Obesity is a multifactorial disease caused by complex interactions between genes and dietary factors. Salt-rich diet is related to the development and progression of several chronic diseases including obesity. However, the molecular basis of how salt sensitivity genes (SSG) contribute to adiposity in obesity patients remains unexplored. In this study, we used the microarray expression data of visceral adipose tissue samples and constructed a complex protein-interaction network of salt sensitivity genes and their co-expressed genes to trace the molecular pathways connected to obesity. The Salt Sensitivity Protein Interaction Network (SSPIN) of 2691 differentially expressed genes and their 15474 interactions has shown that adipose tissues are enriched with the expression of 23 SSGs, 16 hubs and 84 bottlenecks (p = 2.52 x 10–16) involved in diverse molecular pathways connected to adiposity. Fifteen of these 23 SSGs along with 8 other SSGs showed a co-expression with enriched obesity-related genes (r ≥ 0.8). These SSGs and their co-expression partners are involved in diverse metabolic pathways including adipogenesis, adipocytokine signaling pathway, renin-angiotensin system, etc. This study concludes that SSGs could act as molecular signatures for tracing the basis of adipogenesis among obese patients. Integrated network centered methods may accelerate the identification of new molecular targets from the complex obesity genomics data.

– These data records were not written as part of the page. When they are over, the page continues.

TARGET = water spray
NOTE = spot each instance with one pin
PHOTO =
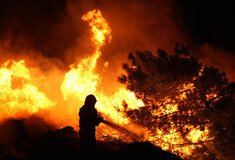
(127, 132)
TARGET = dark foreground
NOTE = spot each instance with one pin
(64, 144)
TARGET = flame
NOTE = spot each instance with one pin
(21, 94)
(18, 92)
(82, 78)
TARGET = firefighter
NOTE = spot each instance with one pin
(88, 120)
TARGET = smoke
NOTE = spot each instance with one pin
(50, 35)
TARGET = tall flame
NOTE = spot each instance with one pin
(18, 93)
(82, 78)
(21, 95)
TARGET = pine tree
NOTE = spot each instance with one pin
(181, 94)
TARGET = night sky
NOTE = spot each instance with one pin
(54, 28)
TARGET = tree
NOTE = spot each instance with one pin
(183, 98)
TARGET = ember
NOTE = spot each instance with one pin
(172, 101)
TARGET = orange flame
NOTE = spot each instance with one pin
(82, 78)
(18, 92)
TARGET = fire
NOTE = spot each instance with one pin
(18, 93)
(82, 78)
(21, 95)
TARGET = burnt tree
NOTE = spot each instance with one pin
(203, 95)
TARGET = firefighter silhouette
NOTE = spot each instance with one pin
(88, 120)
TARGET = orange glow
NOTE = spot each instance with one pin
(82, 78)
(18, 92)
(21, 94)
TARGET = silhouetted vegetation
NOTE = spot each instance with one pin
(203, 95)
(16, 143)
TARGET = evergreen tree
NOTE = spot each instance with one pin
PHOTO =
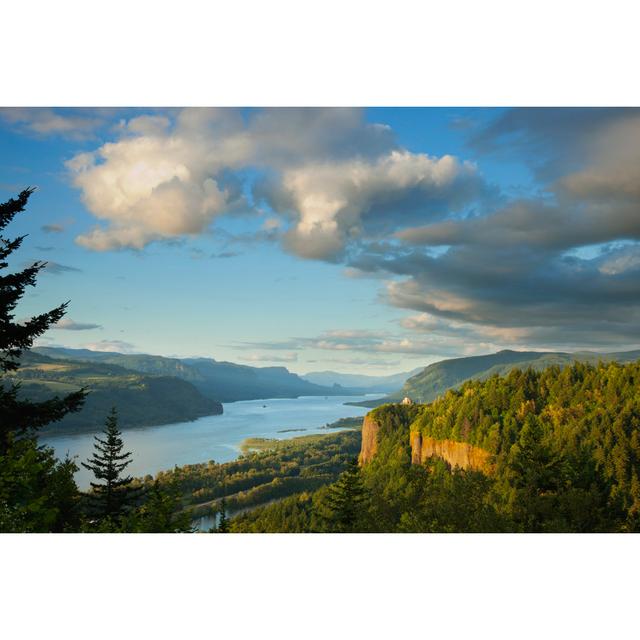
(37, 492)
(160, 513)
(20, 417)
(345, 500)
(223, 523)
(113, 497)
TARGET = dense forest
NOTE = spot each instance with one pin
(434, 380)
(563, 445)
(280, 469)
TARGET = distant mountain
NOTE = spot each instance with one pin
(368, 384)
(221, 381)
(141, 400)
(437, 378)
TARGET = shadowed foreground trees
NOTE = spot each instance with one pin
(114, 496)
(37, 491)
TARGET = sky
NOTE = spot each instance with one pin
(356, 240)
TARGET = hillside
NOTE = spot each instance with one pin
(439, 377)
(221, 381)
(556, 450)
(141, 400)
(368, 384)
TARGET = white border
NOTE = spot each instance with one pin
(331, 53)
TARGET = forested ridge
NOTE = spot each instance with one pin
(565, 443)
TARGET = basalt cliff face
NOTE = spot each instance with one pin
(397, 418)
(370, 430)
(457, 454)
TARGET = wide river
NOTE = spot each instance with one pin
(214, 437)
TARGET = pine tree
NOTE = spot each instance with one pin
(160, 513)
(223, 523)
(20, 417)
(112, 498)
(345, 500)
(37, 491)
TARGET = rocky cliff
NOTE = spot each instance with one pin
(457, 454)
(370, 430)
(393, 421)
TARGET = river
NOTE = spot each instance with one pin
(213, 437)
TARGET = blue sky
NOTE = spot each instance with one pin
(363, 240)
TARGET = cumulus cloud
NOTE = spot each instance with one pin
(375, 342)
(334, 177)
(118, 346)
(52, 228)
(56, 268)
(334, 203)
(558, 270)
(270, 357)
(67, 324)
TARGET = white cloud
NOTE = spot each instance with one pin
(71, 123)
(111, 345)
(333, 203)
(71, 325)
(335, 176)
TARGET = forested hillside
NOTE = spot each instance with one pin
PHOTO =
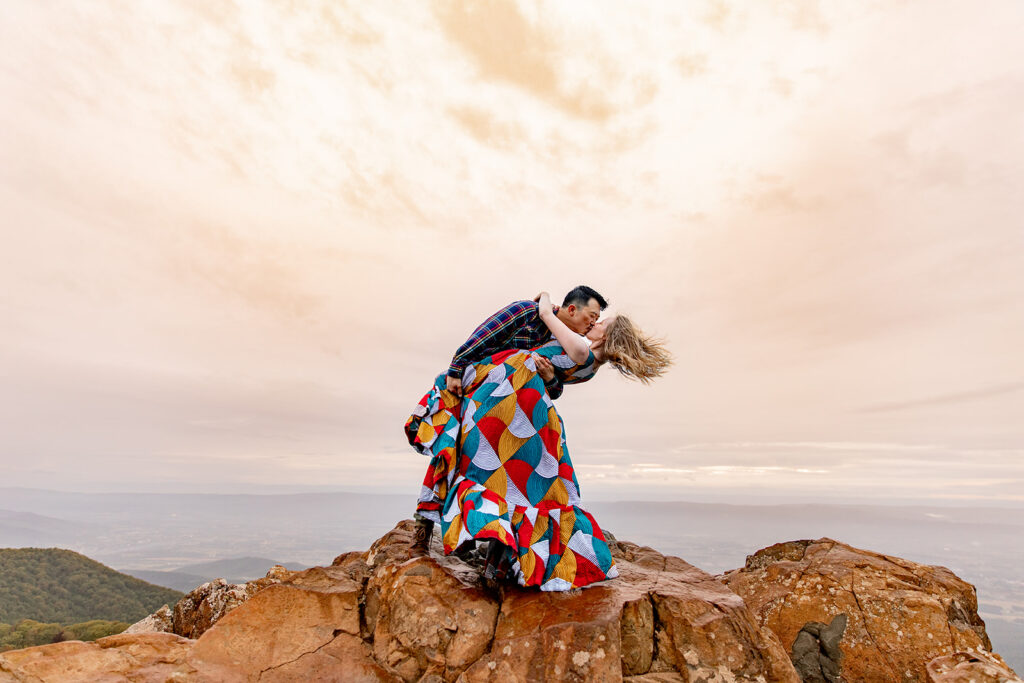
(60, 586)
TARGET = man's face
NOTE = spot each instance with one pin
(582, 319)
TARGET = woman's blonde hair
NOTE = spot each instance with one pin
(633, 353)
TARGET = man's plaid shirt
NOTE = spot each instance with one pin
(516, 326)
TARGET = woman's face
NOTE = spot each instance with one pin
(598, 332)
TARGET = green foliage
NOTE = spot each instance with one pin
(57, 586)
(28, 633)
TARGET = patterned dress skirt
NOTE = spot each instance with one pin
(500, 469)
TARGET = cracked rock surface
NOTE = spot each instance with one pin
(900, 614)
(378, 615)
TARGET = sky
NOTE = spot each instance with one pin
(241, 239)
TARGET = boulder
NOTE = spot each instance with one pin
(900, 614)
(161, 621)
(380, 615)
(204, 606)
(144, 657)
(970, 668)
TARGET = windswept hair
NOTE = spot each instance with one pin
(633, 353)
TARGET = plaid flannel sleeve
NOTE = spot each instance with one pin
(493, 333)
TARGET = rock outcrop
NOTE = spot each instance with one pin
(970, 668)
(900, 614)
(377, 615)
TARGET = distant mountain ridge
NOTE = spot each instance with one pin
(233, 570)
(60, 586)
(22, 528)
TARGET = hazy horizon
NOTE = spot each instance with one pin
(241, 240)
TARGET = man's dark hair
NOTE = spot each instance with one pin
(582, 295)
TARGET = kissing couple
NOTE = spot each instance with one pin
(500, 470)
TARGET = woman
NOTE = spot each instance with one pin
(500, 467)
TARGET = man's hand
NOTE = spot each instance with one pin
(544, 368)
(455, 386)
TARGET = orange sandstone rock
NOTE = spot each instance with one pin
(901, 614)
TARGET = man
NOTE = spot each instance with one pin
(516, 326)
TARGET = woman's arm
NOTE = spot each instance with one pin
(574, 345)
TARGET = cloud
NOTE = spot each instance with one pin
(957, 397)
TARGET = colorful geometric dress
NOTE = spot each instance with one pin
(500, 469)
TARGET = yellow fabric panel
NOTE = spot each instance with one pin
(498, 482)
(521, 376)
(505, 410)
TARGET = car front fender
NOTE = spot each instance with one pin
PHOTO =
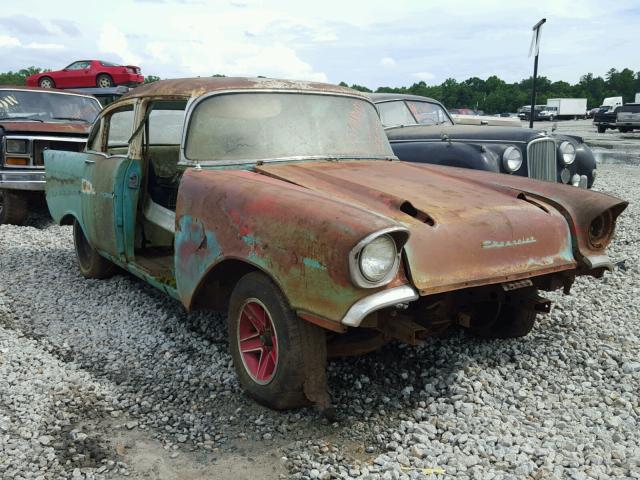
(299, 238)
(448, 153)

肥胖是一种多因素疾病，由基因与膳食因素间的复杂相互作用所诱发。高盐饮食与包括肥胖在内的多种慢性疾病的发生发展密切相关。然而，盐敏感基因（Salt Sensitivity Genes, SSG）如何介导肥胖患者体内的脂肪堆积，其分子机制仍未被阐明。本研究利用内脏脂肪组织样本的微阵列表达数据，构建了盐敏感基因及其共表达基因的复杂蛋白质相互作用网络，以追溯与肥胖相关的分子通路。本研究构建的盐敏感蛋白质相互作用网络（Salt Sensitivity Protein Interaction Network, SSPIN）涵盖2691个差异表达基因及其15474条相互作用，分析结果显示：脂肪组织中富集了23个盐敏感基因、16个枢纽节点以及84个瓶颈节点（p = 2.52 × 10^–16），这些节点参与了与脂肪堆积相关的多条分子通路。上述23个盐敏感基因中有15个，加上另外8个盐敏感基因，与富集的肥胖相关基因呈现显著共表达关系（相关系数r ≥ 0.8）。这些盐敏感基因及其共表达伙伴参与了多种代谢通路，包括脂肪生成、脂肪细胞因子信号通路、肾素-血管紧张素系统等。本研究得出结论：盐敏感基因可作为追踪肥胖患者脂肪生成机制的分子标志物。以整合网络为核心的研究方法，可加速从复杂的肥胖基因组学数据中筛选识别新型分子靶点。